The U.S. tariffs on transshipment countries like Vietnam and Cambodia are so steep that they could force a major reassessment of global supply chains.
With the tariffs that President Trump unveiled on Wednesday, he is not just closing America’s front door to Chinese exports — he is slamming the back doors shut as well.
He has now piled tariffs totaling 54 percent on goods coming straight from China, on top of tariffs of up to 25 percent that he imposed on many imports from China during his first term. More significantly, his latest actions attempt to cut off a series of alternative routes for Chinese goods to reach American store shelves and households.
Since Mr. Trump began imposing tariffs on goods from China seven years ago, many Chinese companies have poured billions of dollars into building industrial parks in countries like Vietnam, Cambodia, Thailand, Malaysia and Mexico. In turn, these facilities have been importing components from China, assembling them into finished goods, and shipping them to the United States.
But Mr. Trump hit Mexico with extra tariffs earlier this year, and this week announced tariffs of as much as 49 percent on China’s partner countries in Southeast Asia as well.

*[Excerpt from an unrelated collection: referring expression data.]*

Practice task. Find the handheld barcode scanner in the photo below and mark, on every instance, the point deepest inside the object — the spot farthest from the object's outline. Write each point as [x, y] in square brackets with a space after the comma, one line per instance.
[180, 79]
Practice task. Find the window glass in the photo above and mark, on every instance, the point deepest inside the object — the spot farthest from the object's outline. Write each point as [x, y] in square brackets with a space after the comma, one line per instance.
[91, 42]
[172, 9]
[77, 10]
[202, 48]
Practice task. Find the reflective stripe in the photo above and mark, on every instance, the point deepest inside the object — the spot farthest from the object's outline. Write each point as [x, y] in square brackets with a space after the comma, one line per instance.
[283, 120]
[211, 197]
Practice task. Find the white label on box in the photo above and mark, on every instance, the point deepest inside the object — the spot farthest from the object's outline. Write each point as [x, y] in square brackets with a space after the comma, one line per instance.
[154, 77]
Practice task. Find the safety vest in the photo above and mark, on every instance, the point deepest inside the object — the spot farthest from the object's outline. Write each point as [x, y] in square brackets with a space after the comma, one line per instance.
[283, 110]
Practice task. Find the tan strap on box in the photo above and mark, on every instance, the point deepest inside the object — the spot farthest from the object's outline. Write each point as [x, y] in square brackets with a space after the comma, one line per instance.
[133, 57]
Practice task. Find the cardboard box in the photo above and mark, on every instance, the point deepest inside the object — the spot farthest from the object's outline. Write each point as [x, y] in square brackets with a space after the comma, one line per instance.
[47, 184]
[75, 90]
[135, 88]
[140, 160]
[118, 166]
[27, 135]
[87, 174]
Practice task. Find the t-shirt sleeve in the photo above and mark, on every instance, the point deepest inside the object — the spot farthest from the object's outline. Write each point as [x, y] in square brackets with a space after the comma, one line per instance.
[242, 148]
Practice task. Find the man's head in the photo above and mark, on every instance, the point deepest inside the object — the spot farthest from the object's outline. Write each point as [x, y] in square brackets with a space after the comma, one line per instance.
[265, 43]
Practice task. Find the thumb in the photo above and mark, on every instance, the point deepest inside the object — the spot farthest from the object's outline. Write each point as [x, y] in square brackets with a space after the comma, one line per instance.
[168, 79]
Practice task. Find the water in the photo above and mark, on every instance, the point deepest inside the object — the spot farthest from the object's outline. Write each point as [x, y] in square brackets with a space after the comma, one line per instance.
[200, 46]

“It’s a targeted effort to seal back doors for Chinese access to the U.S. market,” said Dan Wang, a China director in the Singapore office of the Eurasia Group, a consulting firm. “The result is permanently higher import costs from China, whether direct or through third countries.”
Mr. Trump also announced on Wednesday that starting on May 2, the United States would begin collecting tariffs on the more than $60 billion a year in so-called de minimis imports from China that are exempt from tariffs now because each shipment is worth less than $800. That move will add steep taxes to the cost of packages ordered through services like Shein and Temu.